A spokeswoman for the sheriff’s department told the Post, “To make sure nothing like this happens again, the Denver Sheriff Department has changed its policies to ensure that pregnant inmates who are in any stage of labor are now transported immediately to the hospital.”
Sanchez was booked into the Denver County Jail on July 14, 2018 after being charged with identity theft. At the time, Sanchez was just weeks away from her due date and, according to the lawsuit, the jail made note of that in her records.
On July 31, she left a message for the jail’s deputy that she was having contractions. She alleges she told the deputies and nurses “at least eight times that morning,” but they did not provide any medical assistance. The surveillance video shows Sanchez in her cell laboring alone.
She continued to labor and then alerted deputies that her water had broken and the baby was coming. Though a nurse requested a van to take her to the hospital, according to the lawsuit, the staff knew the van wouldn’t come until all new detainees were booked which could take hours.

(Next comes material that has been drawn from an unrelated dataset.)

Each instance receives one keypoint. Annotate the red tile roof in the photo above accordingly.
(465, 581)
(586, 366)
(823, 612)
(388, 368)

She continued to yell for help but was told that she didn’t need any additional medical attention, according to the suit.
The video shows Sanchez having the baby over her bed in her cell. It’s not until she has the baby that someone comes in to examine the baby. Sanchez and her baby weren’t taken to the hospital until nearly 30 minutes after the baby was born.
Newman shared that with the lawsuit, her goal is to “achieve some measure of accountability and to force wrongdoing to change their behavior.”